El Evangelio de Juan nos describe el nacimiento de la comunidad eclesial como una nueva creación, para lo cual utiliza la tipología del libro del Génesis.
Al comienzo del Génesis, tras haber creado el cielo y la tierra, y más tarde las plantas y los animales, modeló Dios al hombre de arcilla y sopló en su rostro su propio soplo de vida. En el Evangelio que hoy hemos escuchado, vemos , en la tarde misma de Pascua a los discípulos reunidos en la sala alta, rodeados del miedo y de la confusión que nos recuerdan el caos de la primera creación. Jesús se les manifiesta y soplando sobre ellos les infunde su Espíritu, como lo había hecho Dios en el amanecer del Génesis. De esta manera los transforma en comunidad eclesial. Es el nacimiento de la Iglesia cual lo han visto los ojos místicos de Juan.
Este don del Espíritu no puede quedar separado de la Pasión, ni del agua y la sangre que brotaron del costado traspasado de Jesús. La Iglesia nace del agua y del Espíritu. Jesús, al aparecerse a sus discípulos, les muestra su costado traspasado, antes de soplar sobre ellos. Juan ve en Jesús resucitado al nuevo Adán que hace nuevas todas las cosas, y al referirse a la narración mística del Génesis, ve asimismo a la Iglesia como la nueva Eva, que sale del costado traspasado de Jesús.
En la primera creación no habían tardado mucho los hombres en dejarse llevar por los deseos de grandeza, de ambición y orgullo. Todo esto había llegado a su colmo en la construcción de la Torre de Babel, símbolo de un proyecto común que no podía conducir a otra cosa que a la división y a la incomprensión toda vez que había sido concebida como una búsqueda de grandeza y de poder.
A esta torre de Babel se contrapone en Juan la sala alta en la que se hallan reunidos los discípulos. Y en la narración de los Hechos de los Apóstoles vemos que se produce lo contrario de lo que se había producido en Babel. Con el don del Espíritu comienza el largo proceso de “desbabelización” de la humanidad.
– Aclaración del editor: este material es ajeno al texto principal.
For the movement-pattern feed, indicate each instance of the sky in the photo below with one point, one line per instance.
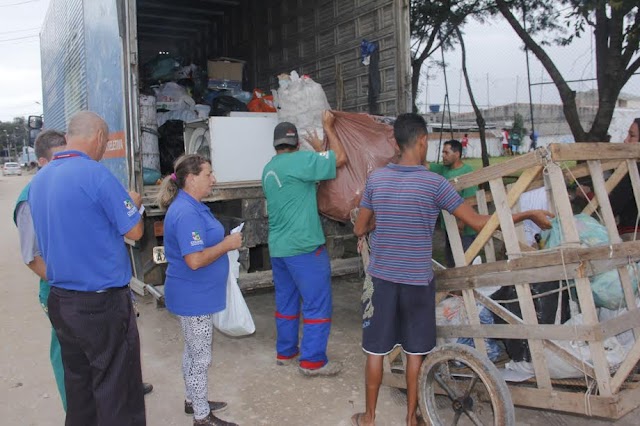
(496, 62)
(20, 78)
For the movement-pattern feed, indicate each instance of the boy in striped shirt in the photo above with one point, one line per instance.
(400, 205)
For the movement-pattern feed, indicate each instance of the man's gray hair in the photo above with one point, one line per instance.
(48, 140)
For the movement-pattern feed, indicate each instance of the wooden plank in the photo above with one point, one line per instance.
(503, 209)
(512, 319)
(627, 366)
(567, 401)
(457, 250)
(614, 326)
(492, 225)
(520, 331)
(590, 317)
(497, 171)
(562, 206)
(600, 189)
(583, 285)
(628, 400)
(516, 329)
(594, 151)
(523, 247)
(483, 208)
(624, 250)
(549, 273)
(634, 176)
(629, 294)
(611, 183)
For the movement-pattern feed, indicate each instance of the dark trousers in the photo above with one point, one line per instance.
(101, 356)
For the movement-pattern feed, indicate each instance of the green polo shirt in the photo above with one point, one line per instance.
(289, 183)
(449, 174)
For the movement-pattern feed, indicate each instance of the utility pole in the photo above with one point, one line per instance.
(488, 95)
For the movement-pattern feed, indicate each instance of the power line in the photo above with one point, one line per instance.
(19, 31)
(18, 4)
(19, 38)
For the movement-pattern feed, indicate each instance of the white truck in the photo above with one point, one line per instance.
(92, 51)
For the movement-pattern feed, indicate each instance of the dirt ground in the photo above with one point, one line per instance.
(243, 373)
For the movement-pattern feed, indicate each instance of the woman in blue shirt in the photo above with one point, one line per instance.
(196, 278)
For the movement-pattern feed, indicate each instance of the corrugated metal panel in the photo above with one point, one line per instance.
(319, 37)
(64, 80)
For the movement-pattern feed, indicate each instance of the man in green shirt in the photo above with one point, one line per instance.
(299, 259)
(452, 167)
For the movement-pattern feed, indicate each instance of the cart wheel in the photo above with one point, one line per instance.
(459, 386)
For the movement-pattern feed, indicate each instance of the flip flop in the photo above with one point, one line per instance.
(355, 419)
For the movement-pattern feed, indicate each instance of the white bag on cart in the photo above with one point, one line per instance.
(235, 320)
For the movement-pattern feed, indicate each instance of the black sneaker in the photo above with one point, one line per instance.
(146, 388)
(214, 406)
(212, 420)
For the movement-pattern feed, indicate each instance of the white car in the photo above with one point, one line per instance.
(11, 169)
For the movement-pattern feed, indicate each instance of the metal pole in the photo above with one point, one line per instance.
(526, 51)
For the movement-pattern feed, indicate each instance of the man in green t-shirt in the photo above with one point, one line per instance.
(452, 167)
(299, 259)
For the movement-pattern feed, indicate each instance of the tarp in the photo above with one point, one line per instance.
(368, 144)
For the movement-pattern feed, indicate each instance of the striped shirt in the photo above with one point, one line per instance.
(406, 201)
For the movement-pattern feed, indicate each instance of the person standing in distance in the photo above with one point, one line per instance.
(81, 213)
(452, 166)
(299, 258)
(47, 143)
(465, 145)
(196, 279)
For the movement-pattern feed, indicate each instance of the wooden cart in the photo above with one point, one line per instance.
(600, 392)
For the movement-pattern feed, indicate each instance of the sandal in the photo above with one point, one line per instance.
(357, 419)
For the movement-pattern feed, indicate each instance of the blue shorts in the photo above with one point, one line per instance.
(399, 315)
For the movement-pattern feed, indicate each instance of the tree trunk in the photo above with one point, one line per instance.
(416, 66)
(614, 67)
(479, 118)
(567, 95)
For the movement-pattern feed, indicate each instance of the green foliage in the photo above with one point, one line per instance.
(615, 27)
(13, 135)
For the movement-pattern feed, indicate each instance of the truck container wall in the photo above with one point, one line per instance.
(82, 69)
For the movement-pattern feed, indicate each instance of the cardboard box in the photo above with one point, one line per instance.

La narración de Babel, en el libro del Génesis, ra la reacción del autor sagrado contra el primer fenómeno de urbanización en la historia. La unidad de lengua y de cultura, la unión de todos en un proyecto común que tiene como finalidad el conquistar el cielo, es vista por el autor como una negación de la diferencia y como el comienzo de una opresión. Muy al contrario de Jesús que a lo largo de todo su ministerio ha afirmado el derecho a la diferencia y la necesidad de aceptar y amar a cada uno en su carácter único. Lo que tiene lugar en Pentecostés es precisamente lo inverso de Babel. Los Apóstoles no reciben el don de una lengua universal que hayan luego de aprender todos. El don del Espíritu les permite hablar las lenguas de todos, y cada uno les entiende en su propia lengua.
En nuestros días Babel es el símbolo de una forma de mundialización que, a pesar de los bellos discursos sobre el respeto a las culturas, impone a nivel mundial – manu militari si es ello preciso – un sistema económico único que ineluctablemente implica una nivelación de las culturas fuertes y la desaparición antes o más tarde de todas las demás. En efecto, en Babel todos hablaban la misma lengua y se hallaban reunidos en un mismo proyecto – un proyecto que llevaba en si mismo la fuente de sus discordias y de sus divisiones. Pentecostés es por el contrario el símbolo de un ideal de encuentro de todas las culturas y de todas las religiones, en el mutuo respeto de las diferencias cuya gran diversidad constituye la riqueza misma del mundo creado, que de esta manera representa los diversos de la belleza de Dios.
El Cordero del Apocalipsis (21, 5) sentado sobre el trono de la Jerusalén celeste dirá: “He aquí que hago nuevas todas las cosas”. Entre Babilonia y esta Jerusalén escatológica, se halla la sala alta en la que Jesús, al insuflar su Espíritu sobre sus discípulos, les dice: “Aquéllos a quienes les perdonéis los pecados, les quedan perdonados; y a quienes se los retengáis les quedan retenidos” (Jn 19, 23). El camino hacia la reconquista definitiva de la unidad perdida es el del perdón mutuo. ¡En qué riesgo tan terrible ha incurrido Dios al dar a los hombres el poder de retener el perdón!